Mating Season Sparks Hope For New Tiger Cubs
Tigers migrated into Adilabad in search of mates and made the district forests their home. Officials expect that the female tigers may give birth to cubs if they meet the male tiger in the jungles of Kawal.
ADILABAD: Forest officials in the erstwhile Adilabad district are considering this winter special, following news that a male and two female tigers have come close in the buffer area of the Kawal Tiger Reserve. Forest staff pinned a lot of hopes on tiger breeding this winter season, as male and female tigers are moving through the forest of the erstwhile Adilabad district.
Tigers migrated into Adilabad in search of mates and made the district forests their home. Officials expect that the female tigers may give birth to cubs if they meet the male tiger in the jungles of Kawal. Officials say that two female tigers are moving in the Bellampalli forest range, and a male tiger recently migrated into the Jodeghat area from Maharashtra.
A forest officer of the Kawal Tiger Reserve says they pinned a lot of hopes on the tigers' mating, as winter is considered the mating season, but refused to divulge the location where they were moving now.
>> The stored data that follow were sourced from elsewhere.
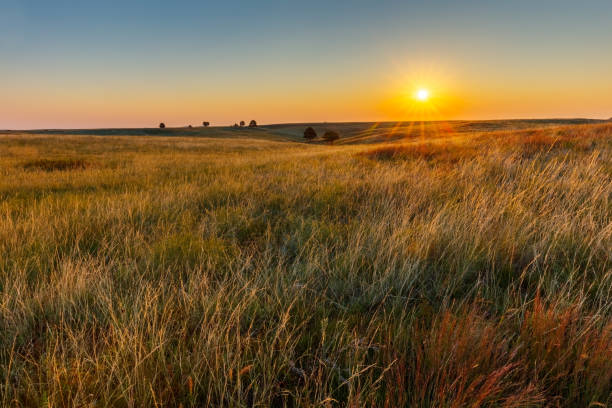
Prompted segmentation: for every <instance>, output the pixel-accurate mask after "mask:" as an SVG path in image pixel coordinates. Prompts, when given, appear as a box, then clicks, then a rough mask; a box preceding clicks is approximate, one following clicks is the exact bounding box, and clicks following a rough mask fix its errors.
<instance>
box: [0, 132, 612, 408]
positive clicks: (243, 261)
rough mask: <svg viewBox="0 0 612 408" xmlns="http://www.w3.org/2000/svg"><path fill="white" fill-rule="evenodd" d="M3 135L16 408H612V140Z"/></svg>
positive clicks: (14, 377) (577, 136)
mask: <svg viewBox="0 0 612 408" xmlns="http://www.w3.org/2000/svg"><path fill="white" fill-rule="evenodd" d="M332 126H333V127H335V128H337V130H339V131H340V132H341V133H342V135H343V139H342V140H340V141H339V143H337V144H336V145H333V146H330V145H325V144H322V143H312V144H308V143H302V138H301V137H300V135H301V132H303V129H304V127H305V126H304V125H276V126H270V127H266V128H258V129H231V128H208V129H200V128H194V129H179V130H176V129H165V130H163V131H161V130H154V129H153V130H123V131H122V130H100V131H73V132H65V131H64V132H60V131H40V132H33V133H30V134H24V133H20V132H6V133H4V134H0V404H2V405H3V406H50V407H51V406H52V407H61V406H73V405H74V406H92V407H93V406H125V407H132V406H155V405H158V406H183V407H188V406H270V405H274V406H283V405H285V406H355V407H358V406H387V407H396V406H409V407H468V406H469V407H540V406H543V407H558V406H567V407H589V406H593V407H604V406H611V405H612V124H611V123H603V122H602V123H587V124H572V123H570V122H558V121H557V122H539V121H516V122H472V123H469V122H454V123H450V124H443V123H435V124H431V123H430V124H426V125H425V126H424V127H423V128H421V127H420V126H419V125H418V124H417V125H414V126H412V125H410V124H404V125H402V126H399V127H396V126H395V125H394V124H379V125H375V124H335V125H323V124H322V125H319V126H315V128H316V129H317V131H320V130H321V129H322V128H324V127H332Z"/></svg>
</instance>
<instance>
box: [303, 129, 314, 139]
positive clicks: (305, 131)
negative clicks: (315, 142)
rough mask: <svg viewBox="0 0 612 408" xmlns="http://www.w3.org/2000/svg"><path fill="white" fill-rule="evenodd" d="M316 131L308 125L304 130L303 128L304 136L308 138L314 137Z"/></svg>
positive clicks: (313, 138)
mask: <svg viewBox="0 0 612 408" xmlns="http://www.w3.org/2000/svg"><path fill="white" fill-rule="evenodd" d="M316 137H317V132H315V130H314V129H313V128H312V126H308V127H307V128H306V130H304V138H305V139H308V140H313V139H316Z"/></svg>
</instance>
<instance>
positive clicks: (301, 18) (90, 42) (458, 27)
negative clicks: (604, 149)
mask: <svg viewBox="0 0 612 408" xmlns="http://www.w3.org/2000/svg"><path fill="white" fill-rule="evenodd" d="M421 87H423V88H427V89H428V90H429V91H430V95H431V100H430V101H428V104H429V105H430V109H429V110H428V111H427V115H429V116H431V117H432V118H439V119H460V118H461V119H489V118H537V117H593V118H608V117H611V116H612V1H610V0H582V1H578V0H572V1H569V0H531V1H527V0H507V1H494V0H489V1H476V0H464V1H442V0H439V1H436V0H432V1H424V0H423V1H408V0H405V1H386V0H378V1H374V0H370V1H362V0H350V1H348V0H346V1H334V0H327V1H324V0H309V1H304V0H300V1H292V0H286V1H267V0H260V1H232V0H226V1H196V0H173V1H169V0H146V1H145V0H141V1H136V0H120V1H119V0H96V1H93V0H72V1H68V0H52V1H51V0H0V128H10V129H18V128H53V127H55V128H74V127H125V126H130V127H131V126H133V127H141V126H156V125H157V123H159V122H160V121H164V122H165V123H166V124H167V125H169V126H182V125H187V124H193V125H196V124H200V123H201V122H202V121H203V120H207V121H210V122H211V123H212V124H213V125H225V124H233V123H234V122H236V121H239V120H246V121H248V120H250V119H256V120H257V121H258V122H260V123H277V122H321V121H379V120H410V119H414V118H415V115H421V114H422V113H419V111H418V109H417V111H415V108H414V107H413V106H412V104H413V103H414V101H413V98H412V95H413V93H414V92H415V90H416V89H418V88H421Z"/></svg>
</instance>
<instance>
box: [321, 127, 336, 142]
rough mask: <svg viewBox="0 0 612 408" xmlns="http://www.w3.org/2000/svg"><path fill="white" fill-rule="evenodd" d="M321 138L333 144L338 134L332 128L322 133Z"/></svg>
mask: <svg viewBox="0 0 612 408" xmlns="http://www.w3.org/2000/svg"><path fill="white" fill-rule="evenodd" d="M323 139H325V140H326V141H328V142H329V143H332V144H333V143H334V142H335V141H336V140H338V139H340V134H339V133H338V132H336V131H334V130H328V131H327V132H325V134H324V135H323Z"/></svg>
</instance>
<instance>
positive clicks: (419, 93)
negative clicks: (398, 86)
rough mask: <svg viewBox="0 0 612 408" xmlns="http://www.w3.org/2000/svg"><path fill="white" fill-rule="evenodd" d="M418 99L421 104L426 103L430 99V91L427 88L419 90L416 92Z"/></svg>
mask: <svg viewBox="0 0 612 408" xmlns="http://www.w3.org/2000/svg"><path fill="white" fill-rule="evenodd" d="M416 98H417V99H418V100H419V101H421V102H425V101H426V100H427V99H429V90H427V89H425V88H421V89H419V90H418V91H417V92H416Z"/></svg>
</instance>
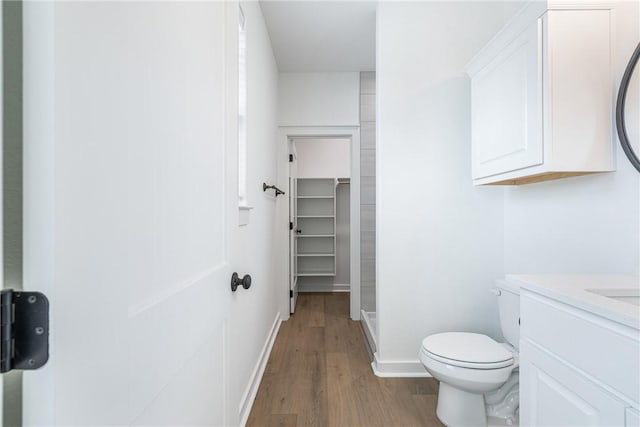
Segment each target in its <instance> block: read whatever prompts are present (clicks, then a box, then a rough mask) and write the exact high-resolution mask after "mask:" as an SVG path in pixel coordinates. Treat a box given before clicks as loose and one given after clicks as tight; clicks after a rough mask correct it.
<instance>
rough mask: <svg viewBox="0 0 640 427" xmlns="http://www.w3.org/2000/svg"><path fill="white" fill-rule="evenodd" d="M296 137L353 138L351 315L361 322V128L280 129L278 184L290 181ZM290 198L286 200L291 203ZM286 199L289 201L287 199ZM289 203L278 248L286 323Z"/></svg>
mask: <svg viewBox="0 0 640 427" xmlns="http://www.w3.org/2000/svg"><path fill="white" fill-rule="evenodd" d="M292 138H349V140H350V141H351V142H350V145H351V159H350V162H351V187H350V219H349V223H350V232H349V233H350V237H351V238H350V242H351V243H350V255H351V256H350V280H349V281H350V290H351V292H350V315H351V319H352V320H360V127H359V126H317V127H310V126H280V128H279V130H278V185H280V186H281V188H284V187H282V186H286V184H287V182H288V179H289V160H288V159H289V156H288V154H289V152H288V150H289V148H288V142H289V140H290V139H292ZM288 197H289V195H287V197H286V200H287V201H288V200H289V199H288ZM282 200H285V198H284V197H283V199H282ZM288 207H289V204H288V203H279V206H278V207H277V216H276V217H277V218H278V221H277V225H276V234H277V236H278V237H277V241H278V242H279V244H278V245H277V247H278V249H279V251H278V253H280V254H282V256H280V257H279V259H280V260H281V262H280V265H279V266H278V272H279V274H278V277H279V282H280V284H281V289H282V290H281V295H282V298H279V299H280V300H281V302H280V304H279V305H280V313H281V315H282V320H287V319H288V318H289V316H290V314H289V243H288V239H289V212H288Z"/></svg>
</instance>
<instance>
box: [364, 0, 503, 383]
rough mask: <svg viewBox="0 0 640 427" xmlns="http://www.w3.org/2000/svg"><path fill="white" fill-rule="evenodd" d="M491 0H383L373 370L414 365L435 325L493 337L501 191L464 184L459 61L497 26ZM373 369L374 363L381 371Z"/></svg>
mask: <svg viewBox="0 0 640 427" xmlns="http://www.w3.org/2000/svg"><path fill="white" fill-rule="evenodd" d="M502 13H503V11H502V9H501V6H500V5H499V4H495V3H494V4H486V3H479V2H452V3H444V2H442V3H437V2H429V3H386V2H382V3H380V5H379V9H378V27H377V34H378V40H377V49H378V50H377V54H378V56H377V67H376V71H377V95H378V99H377V102H378V122H377V133H378V134H377V146H376V147H377V150H378V153H377V154H378V157H377V181H376V184H377V192H376V197H377V218H378V222H377V231H376V237H377V302H378V319H379V323H378V324H379V331H378V352H377V355H376V358H377V369H379V370H380V371H387V372H389V373H393V374H396V375H397V374H402V373H403V372H408V373H411V374H413V375H415V374H418V373H420V372H424V371H422V368H421V366H420V363H419V362H418V357H417V352H418V349H419V346H420V342H421V340H422V339H423V338H424V337H426V336H427V335H429V334H432V333H436V332H441V331H455V330H464V331H477V332H484V333H488V334H489V335H492V336H495V337H499V336H500V335H499V332H498V331H499V328H498V320H497V312H496V306H495V302H494V297H493V296H492V295H491V294H490V293H489V289H490V288H491V287H492V285H493V281H494V280H495V279H496V278H498V277H500V276H502V275H503V268H502V264H503V252H502V250H503V249H502V247H503V219H502V217H503V195H502V193H503V190H502V189H500V188H486V187H482V188H478V187H473V186H472V185H471V146H470V107H469V105H470V88H469V80H468V78H467V77H466V75H465V74H464V71H463V69H464V66H465V64H466V62H467V61H468V60H469V59H470V58H471V57H472V56H473V55H474V54H475V53H476V52H477V51H478V50H479V49H480V48H481V47H482V46H483V45H484V44H485V43H486V42H487V41H488V40H489V38H490V37H491V36H492V35H493V34H494V33H495V32H496V31H497V30H498V29H499V28H500V27H501V26H502V23H503V16H502ZM383 373H384V372H383Z"/></svg>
A male tiger also migrated into Boath a few days ago, and it moved to Sirikonda, where it killed a cow near Sathmore village. However, the tiger movement was not found in the same locality. Another version is that the tiger that moved into the Sirikonda has entered the Indhanpalli forest area and later proceeded to Islampur village. The forest officials said there was every possibility that a male tiger would move towards Sirpur (U) in search of mates. The tigers in the Kawal Tiger core and buffer areas are facing the threat of electrocution because villagers have strung live electric wires for hunting on the fringes of their villages Lingapur, Kanchanpalli, Islampur, Vanjariguda, Mamidipalli and Kothapalli in Jainoor mandal, which is a buffer area of the Kawal Tiger Reservoir.
It is learnt that recently, forest staff removed 5 km of metal wire to deter herbivores. But tigers may accidentally fall into the trap and be electrocuted. Some farmers set up live electric wire as fencing to protect their standing crops from wild animals, especially wild boars. Forest staff found the pugmarks of a tiger near a Kushnapalli Orre in Bejjur mandal in the Kagaznagar division. Kagaznagar FDO Susant Bobade said, ‘they have regularly been tracking the movement of the tigers in the Kagaznagar forest division since tigers migrated into their division from the bordering Maharashtra’. He said, ‘they were analysing the direction of the tigers with their pugmarks collected by the animal trackers’.